Fourteen years ago today

*UPDATE: Telling Matthew's story at last*

I dreaded going to work that day.

Not because I had any hint of the sadness, desperation and fear the day held.

Because I had to make a phone call.

I was so new. Only three months a graduate, two months a reporter, one month a wife.

I wasn't ready for that day's assignment. 

When I got to work, I had to go into the little conference room in the back of the newsroom. The one that just barely fit a table and a phone.

And I had to call a family in mourning.

 

The day before, their small son died at the fair, when something went wrong with the ride he was on. His mother was beside him when it happened.

I couldn’t stop thinking about it. A beautiful, sunshiny day at the fair. Did he have cotton candy beforehand? Did he pet the baby lambs and bunnies earlier? Was it quick?

Everything in me knew calling the family was wrong, knew I was adding to their unimaginable pain. But then again, older reporters assured me, some families welcomed the call, found comfort in knowing their loved one’s story would be printed forever, shared with the world.

 

I had to make the phone call, go back in that little room.

I was so new, though. Over the phone, my voice sounded even younger. I didn’t know the right script for this kind of phone call.

I’d wait until ten o’clock. I told myself this was so I wouldn’t wake them, but part of me knew they’d never be fully awake again.

 

And then the tower was hit.

We--all of us in the newsroom--gathered around the small television at the day editor’s desk, watching to see if it was as bad as we feared.

And then, right as we watched, the second tower was hit.

 

I never went into that room. I never made that call.

 

The rest of the day, of the week, of the month, of the year were a blur.
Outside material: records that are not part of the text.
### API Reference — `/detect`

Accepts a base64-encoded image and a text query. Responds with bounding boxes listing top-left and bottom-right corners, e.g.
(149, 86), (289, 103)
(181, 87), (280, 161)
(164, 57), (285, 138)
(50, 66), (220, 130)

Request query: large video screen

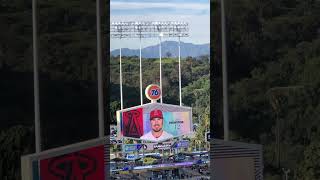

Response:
(117, 103), (192, 142)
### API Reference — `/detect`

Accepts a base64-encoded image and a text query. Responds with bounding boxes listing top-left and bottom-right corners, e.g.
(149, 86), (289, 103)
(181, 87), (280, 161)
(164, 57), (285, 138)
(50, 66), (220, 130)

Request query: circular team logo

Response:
(145, 84), (161, 101)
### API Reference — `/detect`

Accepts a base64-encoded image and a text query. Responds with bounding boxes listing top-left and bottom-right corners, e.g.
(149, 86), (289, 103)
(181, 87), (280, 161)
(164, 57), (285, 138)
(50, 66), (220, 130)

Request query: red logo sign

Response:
(145, 84), (161, 101)
(40, 146), (104, 180)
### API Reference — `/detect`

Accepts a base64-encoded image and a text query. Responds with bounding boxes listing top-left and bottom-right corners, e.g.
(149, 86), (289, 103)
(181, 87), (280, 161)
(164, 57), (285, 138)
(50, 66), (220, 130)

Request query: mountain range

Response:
(111, 41), (210, 58)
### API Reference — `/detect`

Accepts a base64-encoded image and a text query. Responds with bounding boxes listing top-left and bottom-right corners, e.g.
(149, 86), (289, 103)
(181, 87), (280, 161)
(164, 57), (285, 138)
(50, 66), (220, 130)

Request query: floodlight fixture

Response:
(110, 21), (189, 105)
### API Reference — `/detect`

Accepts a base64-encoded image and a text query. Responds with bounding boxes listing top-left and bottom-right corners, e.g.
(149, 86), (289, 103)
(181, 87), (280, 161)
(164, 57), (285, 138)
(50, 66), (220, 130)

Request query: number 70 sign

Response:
(145, 84), (161, 101)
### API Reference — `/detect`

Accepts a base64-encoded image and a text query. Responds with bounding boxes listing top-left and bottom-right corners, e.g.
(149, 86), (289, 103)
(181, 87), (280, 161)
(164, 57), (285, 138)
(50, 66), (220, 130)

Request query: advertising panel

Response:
(117, 103), (193, 142)
(40, 145), (104, 180)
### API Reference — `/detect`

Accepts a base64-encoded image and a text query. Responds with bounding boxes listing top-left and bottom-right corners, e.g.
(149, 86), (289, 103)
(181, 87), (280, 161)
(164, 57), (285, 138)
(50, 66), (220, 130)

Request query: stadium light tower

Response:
(110, 21), (189, 105)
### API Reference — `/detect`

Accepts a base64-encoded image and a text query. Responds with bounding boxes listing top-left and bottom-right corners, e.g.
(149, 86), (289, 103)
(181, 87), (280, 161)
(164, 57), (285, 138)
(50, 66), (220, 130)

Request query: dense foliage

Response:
(0, 0), (320, 180)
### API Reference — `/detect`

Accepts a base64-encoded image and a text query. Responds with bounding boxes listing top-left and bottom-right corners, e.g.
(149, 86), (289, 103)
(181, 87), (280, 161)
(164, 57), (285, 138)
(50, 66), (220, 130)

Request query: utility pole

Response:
(221, 0), (229, 141)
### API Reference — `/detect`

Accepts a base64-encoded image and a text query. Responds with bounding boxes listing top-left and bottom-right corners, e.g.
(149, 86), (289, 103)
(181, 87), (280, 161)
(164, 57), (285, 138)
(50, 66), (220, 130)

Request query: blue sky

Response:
(110, 0), (210, 50)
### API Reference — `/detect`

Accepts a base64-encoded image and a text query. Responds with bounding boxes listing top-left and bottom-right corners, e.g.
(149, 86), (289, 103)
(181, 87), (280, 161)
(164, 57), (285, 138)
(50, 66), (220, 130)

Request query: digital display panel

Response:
(117, 103), (193, 142)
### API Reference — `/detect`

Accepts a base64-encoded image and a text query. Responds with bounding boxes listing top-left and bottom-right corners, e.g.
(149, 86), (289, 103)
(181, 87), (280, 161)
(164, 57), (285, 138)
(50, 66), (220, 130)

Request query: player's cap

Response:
(150, 109), (163, 120)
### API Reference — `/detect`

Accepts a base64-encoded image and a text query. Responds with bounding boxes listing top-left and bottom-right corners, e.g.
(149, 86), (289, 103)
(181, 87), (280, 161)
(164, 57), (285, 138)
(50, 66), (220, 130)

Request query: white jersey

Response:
(140, 131), (173, 141)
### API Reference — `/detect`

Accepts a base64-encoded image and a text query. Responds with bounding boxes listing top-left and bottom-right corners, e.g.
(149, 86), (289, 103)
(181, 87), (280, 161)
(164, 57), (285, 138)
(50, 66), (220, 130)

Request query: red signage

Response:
(40, 145), (104, 180)
(122, 108), (143, 138)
I was sent to train stations, bus depots, planned parenthood offices, schools, nuclear power plants, government offices, any place that could possibly trigger hate.

I spoke with survivors. I made other phone calls—to victims’ families—right from my cubicle in the middle of the newsroom. I talked with a Pearl Harbor veteran and felt sick as he cried. I cried when I saw the flags flying from every house in my little city.

 I didn’t feel new anymore.

 

I never made that phone call I dreaded. For months, as I tried to fall asleep next to my husband, my ears rang with the screams and sirens I had heard over and over on the television. But behind my closed eyelids, I saw only that little boy’s perfect, smiling face.

 

I think about that family every day.

 

I wonder if, as the towers fell, they were the only ones who didn’t gasp. If they were the only ones not shocked. Not even surprised. I wonder if they didn’t even blink as the world shuddered and changed.  

 

For them, the world aged so much so suddenly the day before.